Ever thought about how search engines are able to pull up hundreds of search engine results for a simple query? Or how, if you change just a single aspect of that query in the slightest, you are presented with entirely new results within seconds?
You can thank the spiders for that.
Don’t torch your laptop just yet!
Search engine spiders scan billions of websites page by page in order to gain an understanding of their contents. According to Bots vs. Browsers, a public database of bots/user agents, search engine spiders alone account for 31% of all website traffic. Based on modern search engine algorithms, web pages are then presented in search engine results depending on their relevancy, authority and credibility.
However, sometimes search engine spiders are less helpful than they are designed to be. This is where robots.txt files comes in.

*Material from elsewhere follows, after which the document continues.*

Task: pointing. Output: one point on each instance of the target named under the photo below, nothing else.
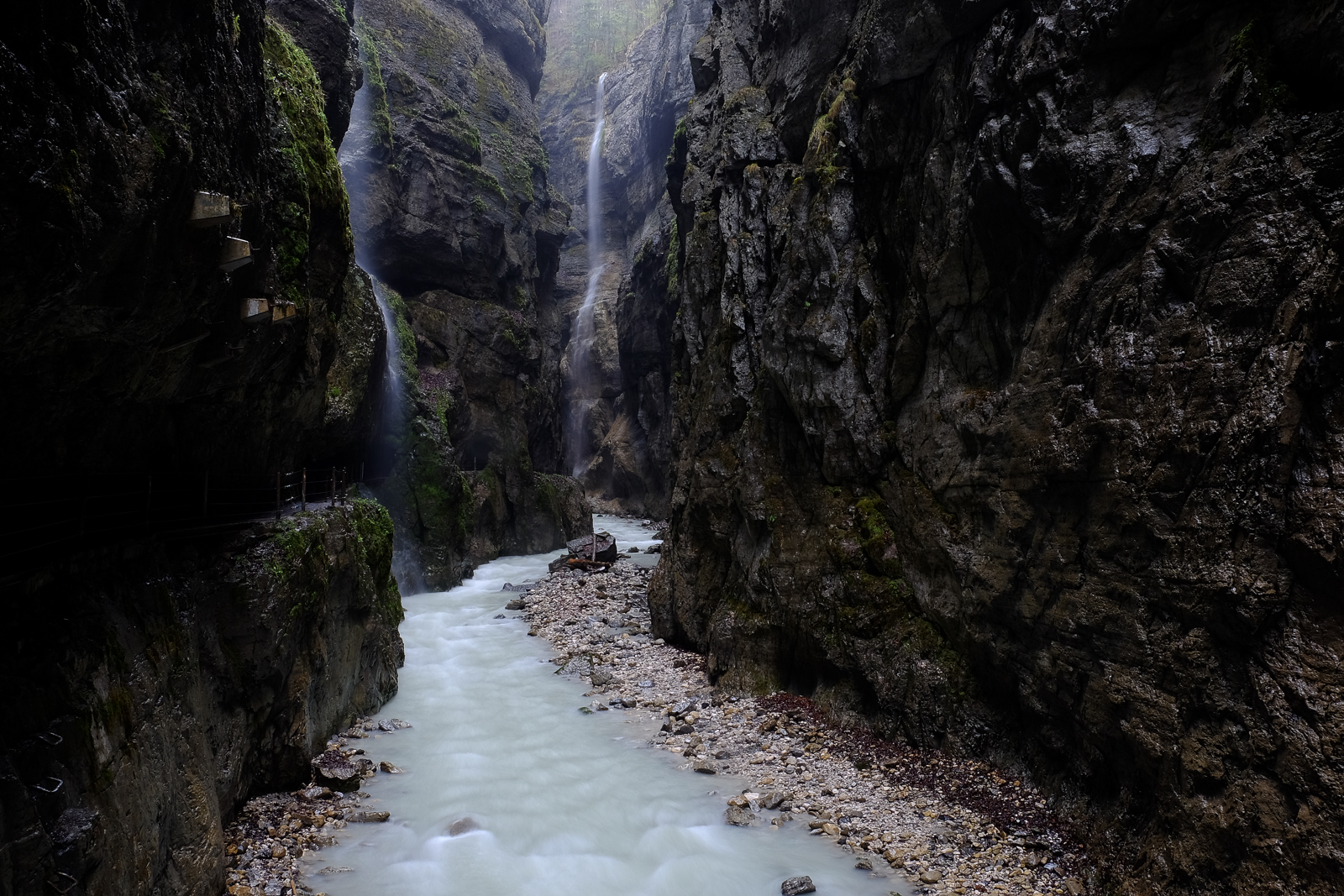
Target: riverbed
(561, 801)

The Robots Exclusion Protocol
In 1994 Martijn Koster proposed the Robots Exclusion Protocol in response to the then increasing issue of robots, commonly referred to now as spiders or crawlers, visiting pages where they were not welcome. It is now a “de facto standard” for webmasters of all different types of websites. The Robots Exclusion Protocol, now referred to as Robot.txt, is an open-source tool used to dictate what spiders can peek at or pull content from, as well as what sections of a site are off limits.
Robots.txt is a set of directives used to prevent search engine crawlers from pulling content from certain pages or files. It is an uncomplicated text file that can be uploaded to any website’s root files via the FTP folder.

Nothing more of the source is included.